4th First Lady of Zambia
- In role 2 November 2008 – 23 September 2011
- President: Rupiah Banda
- Preceded by: Maureen Mwanawasa
- Succeeded by: Christine Kaseba

Second Lady of Zambia
- In office 9 October 2006 – 2 November 2008
- Succeeded by: Ireen Kunda

Personal details
- Spouse: Rupiah Banda ​(died 2022)​
- Children: 2

= Thandiwe Banda =

First Lady of Zambia

Thandiwe Banda (born 1971/1972) is a Zambian political science teacher who served as the First Lady of Zambia from June 2008 until September 2011. Banda, who was in her 30s when she took over the position in 2008, was the youngest First Lady in Zambia's history. She was the second wife of former President Rupiah Banda until his death in March 2022.

==Biography==

Rupiah Banda's first wife, Hope Mwansa Makulu, died in 2000. He and his second wife, Thandiwe Banda, married during the 2000s, despite an age gap of nearly forty years. He was around 70 years at the time of their wedding, while she was in her 30s. Thandiwe and Rupiah Banda are the parents of twins, Temwani and Duniya, whose conception came as a surprise to both, according to an interview she gave with BBC Africa.

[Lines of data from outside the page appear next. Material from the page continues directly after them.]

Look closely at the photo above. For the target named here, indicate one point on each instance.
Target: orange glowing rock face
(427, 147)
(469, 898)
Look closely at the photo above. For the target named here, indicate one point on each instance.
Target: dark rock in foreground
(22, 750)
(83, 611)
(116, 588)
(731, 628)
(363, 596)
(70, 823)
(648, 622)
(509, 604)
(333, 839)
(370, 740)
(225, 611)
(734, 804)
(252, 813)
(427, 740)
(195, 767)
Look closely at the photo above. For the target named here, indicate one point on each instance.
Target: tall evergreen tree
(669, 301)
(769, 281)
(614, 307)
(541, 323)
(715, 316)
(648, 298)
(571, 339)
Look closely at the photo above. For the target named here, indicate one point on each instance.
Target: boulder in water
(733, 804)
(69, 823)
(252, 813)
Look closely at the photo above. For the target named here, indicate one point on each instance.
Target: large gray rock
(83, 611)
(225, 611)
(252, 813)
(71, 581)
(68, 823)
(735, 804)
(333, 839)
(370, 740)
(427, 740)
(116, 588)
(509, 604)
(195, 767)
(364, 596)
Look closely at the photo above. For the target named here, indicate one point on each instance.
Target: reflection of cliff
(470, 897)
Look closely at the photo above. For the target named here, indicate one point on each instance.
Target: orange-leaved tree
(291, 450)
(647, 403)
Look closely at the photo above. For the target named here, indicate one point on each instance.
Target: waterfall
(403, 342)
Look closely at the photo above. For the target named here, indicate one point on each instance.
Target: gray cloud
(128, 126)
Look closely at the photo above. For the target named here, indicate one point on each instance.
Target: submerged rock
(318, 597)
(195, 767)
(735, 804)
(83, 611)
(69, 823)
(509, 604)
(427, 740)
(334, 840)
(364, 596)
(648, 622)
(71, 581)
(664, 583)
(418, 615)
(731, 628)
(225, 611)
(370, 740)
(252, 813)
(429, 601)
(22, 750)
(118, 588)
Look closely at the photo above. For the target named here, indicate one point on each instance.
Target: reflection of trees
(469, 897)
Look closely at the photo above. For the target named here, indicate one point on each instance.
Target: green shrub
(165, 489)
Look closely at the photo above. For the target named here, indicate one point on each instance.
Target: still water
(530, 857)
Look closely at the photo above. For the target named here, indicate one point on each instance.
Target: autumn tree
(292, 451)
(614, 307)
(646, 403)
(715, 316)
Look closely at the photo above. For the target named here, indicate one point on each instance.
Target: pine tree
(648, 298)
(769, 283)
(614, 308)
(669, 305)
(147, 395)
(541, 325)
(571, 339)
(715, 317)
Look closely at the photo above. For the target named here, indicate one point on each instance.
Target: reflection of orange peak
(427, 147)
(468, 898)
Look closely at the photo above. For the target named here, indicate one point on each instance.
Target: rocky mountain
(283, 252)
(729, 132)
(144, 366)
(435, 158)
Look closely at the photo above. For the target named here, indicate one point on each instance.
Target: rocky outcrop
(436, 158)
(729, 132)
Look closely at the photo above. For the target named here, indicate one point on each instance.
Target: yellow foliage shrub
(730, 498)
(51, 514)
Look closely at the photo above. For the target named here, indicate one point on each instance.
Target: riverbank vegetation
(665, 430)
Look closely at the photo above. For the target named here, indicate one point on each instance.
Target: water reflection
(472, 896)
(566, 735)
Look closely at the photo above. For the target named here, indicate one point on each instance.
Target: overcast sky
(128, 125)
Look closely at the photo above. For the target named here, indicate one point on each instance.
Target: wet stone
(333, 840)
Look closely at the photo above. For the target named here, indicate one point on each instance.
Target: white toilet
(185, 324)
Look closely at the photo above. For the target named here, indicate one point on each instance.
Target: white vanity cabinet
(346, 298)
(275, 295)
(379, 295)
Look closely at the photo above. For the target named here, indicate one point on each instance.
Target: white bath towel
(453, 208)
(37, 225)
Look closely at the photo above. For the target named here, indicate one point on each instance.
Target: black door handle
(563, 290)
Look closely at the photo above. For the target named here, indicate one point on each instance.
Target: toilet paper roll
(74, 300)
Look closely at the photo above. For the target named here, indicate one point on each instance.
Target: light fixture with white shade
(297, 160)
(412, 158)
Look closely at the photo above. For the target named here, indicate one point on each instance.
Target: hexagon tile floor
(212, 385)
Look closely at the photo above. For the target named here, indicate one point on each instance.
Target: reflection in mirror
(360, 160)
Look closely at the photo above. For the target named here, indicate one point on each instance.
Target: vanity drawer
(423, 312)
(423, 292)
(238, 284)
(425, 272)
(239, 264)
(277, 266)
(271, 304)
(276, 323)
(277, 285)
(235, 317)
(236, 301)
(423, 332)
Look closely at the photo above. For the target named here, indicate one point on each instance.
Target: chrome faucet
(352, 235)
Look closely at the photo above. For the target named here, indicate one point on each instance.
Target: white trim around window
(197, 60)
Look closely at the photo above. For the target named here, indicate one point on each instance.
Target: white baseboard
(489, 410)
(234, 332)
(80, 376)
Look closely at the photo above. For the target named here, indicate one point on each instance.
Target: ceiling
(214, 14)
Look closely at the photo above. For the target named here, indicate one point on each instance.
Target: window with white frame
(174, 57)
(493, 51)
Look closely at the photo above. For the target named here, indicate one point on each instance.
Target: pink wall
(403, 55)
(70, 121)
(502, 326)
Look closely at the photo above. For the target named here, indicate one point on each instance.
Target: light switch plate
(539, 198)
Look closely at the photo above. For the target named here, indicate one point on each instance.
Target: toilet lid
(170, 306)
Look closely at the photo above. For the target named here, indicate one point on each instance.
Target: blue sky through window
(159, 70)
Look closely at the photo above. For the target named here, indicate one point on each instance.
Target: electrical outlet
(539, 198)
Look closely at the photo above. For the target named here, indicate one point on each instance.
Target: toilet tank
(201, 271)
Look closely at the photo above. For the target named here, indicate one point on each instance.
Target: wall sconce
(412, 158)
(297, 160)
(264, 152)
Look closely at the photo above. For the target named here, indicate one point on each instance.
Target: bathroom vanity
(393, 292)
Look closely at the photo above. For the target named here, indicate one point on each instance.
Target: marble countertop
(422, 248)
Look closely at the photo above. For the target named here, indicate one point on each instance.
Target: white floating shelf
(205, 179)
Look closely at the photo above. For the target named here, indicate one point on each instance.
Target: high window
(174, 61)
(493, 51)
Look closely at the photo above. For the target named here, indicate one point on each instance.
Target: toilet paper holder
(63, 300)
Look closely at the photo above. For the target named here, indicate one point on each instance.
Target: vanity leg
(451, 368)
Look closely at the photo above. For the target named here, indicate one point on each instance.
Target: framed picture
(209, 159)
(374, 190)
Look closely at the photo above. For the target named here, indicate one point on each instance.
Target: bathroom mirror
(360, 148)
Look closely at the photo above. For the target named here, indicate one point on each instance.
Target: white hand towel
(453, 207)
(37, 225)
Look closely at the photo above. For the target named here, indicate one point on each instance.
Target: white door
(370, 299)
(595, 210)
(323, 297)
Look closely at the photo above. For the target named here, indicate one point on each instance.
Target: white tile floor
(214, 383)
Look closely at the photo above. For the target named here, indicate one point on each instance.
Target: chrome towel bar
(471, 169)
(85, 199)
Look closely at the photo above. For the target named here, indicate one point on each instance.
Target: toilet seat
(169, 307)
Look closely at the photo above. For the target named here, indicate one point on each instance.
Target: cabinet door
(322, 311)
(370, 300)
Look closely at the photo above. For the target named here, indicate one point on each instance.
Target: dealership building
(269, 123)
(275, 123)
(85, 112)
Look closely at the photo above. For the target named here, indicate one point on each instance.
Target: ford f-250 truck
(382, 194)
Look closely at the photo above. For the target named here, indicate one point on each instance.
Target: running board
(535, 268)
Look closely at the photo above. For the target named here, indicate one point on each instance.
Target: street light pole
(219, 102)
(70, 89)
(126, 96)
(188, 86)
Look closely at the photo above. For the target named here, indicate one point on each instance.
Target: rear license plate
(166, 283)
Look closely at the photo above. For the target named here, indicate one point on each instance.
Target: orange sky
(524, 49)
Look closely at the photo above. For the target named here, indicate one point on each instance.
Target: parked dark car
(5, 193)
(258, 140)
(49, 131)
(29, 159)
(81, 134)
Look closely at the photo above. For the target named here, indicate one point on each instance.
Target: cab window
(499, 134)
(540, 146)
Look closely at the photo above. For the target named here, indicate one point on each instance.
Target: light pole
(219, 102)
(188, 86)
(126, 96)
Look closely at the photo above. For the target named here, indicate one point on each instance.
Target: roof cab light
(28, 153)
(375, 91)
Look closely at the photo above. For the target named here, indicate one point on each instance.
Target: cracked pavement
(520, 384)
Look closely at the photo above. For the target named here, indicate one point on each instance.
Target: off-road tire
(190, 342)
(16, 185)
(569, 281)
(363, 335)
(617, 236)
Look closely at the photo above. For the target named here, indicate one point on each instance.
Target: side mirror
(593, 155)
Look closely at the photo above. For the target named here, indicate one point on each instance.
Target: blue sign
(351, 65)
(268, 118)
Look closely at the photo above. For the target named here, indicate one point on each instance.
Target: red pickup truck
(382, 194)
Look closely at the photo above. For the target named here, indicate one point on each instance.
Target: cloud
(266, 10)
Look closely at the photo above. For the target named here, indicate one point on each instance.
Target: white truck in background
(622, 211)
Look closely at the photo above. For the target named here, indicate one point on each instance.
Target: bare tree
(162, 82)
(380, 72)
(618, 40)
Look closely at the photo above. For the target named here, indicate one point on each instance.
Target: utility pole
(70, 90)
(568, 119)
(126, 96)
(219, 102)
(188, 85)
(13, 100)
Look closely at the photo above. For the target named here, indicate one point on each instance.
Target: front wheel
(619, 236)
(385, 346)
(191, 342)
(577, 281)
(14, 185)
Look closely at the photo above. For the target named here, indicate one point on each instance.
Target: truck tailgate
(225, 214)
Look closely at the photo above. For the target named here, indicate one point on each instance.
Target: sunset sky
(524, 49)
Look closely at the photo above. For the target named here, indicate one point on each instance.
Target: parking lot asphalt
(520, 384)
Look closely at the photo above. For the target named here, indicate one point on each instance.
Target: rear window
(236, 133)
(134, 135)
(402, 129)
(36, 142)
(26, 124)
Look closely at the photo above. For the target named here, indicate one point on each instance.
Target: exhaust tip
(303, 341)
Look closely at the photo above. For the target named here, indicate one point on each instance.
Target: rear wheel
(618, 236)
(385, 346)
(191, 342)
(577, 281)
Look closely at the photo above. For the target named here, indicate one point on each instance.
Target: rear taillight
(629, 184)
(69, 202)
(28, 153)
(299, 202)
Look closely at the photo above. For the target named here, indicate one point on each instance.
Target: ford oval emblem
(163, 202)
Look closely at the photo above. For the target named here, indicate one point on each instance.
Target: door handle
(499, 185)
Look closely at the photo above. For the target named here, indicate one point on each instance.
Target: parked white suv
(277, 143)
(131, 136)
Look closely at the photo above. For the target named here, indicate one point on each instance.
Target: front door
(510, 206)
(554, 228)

On 9 October 2006, Rupiah Banda was appointed as the Vice President of Zambia by President Levy Mwanawasa, making Thandiwe the Second Lady of Zambia. After Mwanawasa's death in August 2008, Banda was elected President in November 2008, making Thandiwe Banda the youngest First Lady in Zambia's history. During her tenure, Banda advocated for the creation of an official office for the First Lady with a government-funded budget to support her public duties and charities. She focused on women's issues, including healthcare and child care, during her tenure. Banda campaigned for stronger legislation to punish perpetrators of domestic and sexual violence. She was also a proponent of the work of non-governmental organizations (NGOs) operating in Zambia.

On December 20, 2011, the government-run Times of Zambia newspaper published an article alleging that the government had seized several of Thandiwe Banda's properties, including a hotel in Malawi, worth billions of kwacha. Banda called the allegations false and demanded an apology and a retraction, which the newspaper initially refused. In January 2012, she filed a lawsuit for libel against the Times of Zambia and its editor-in-chief. In October 2012, the newspaper issued an apology and retracted the article, but the suit against the newspaper continued. Thandiwe Banda won her defamation suit against the Times of Zambia in May 2014. The court awarded Banda thousands of kwacha in damages as compensation.

Banda was diagnosed with breast cancer in 2014 and traveled to neighboring South Africa for medical care. She returned to Zambia on January 10, 2015, following several months of medical treatment.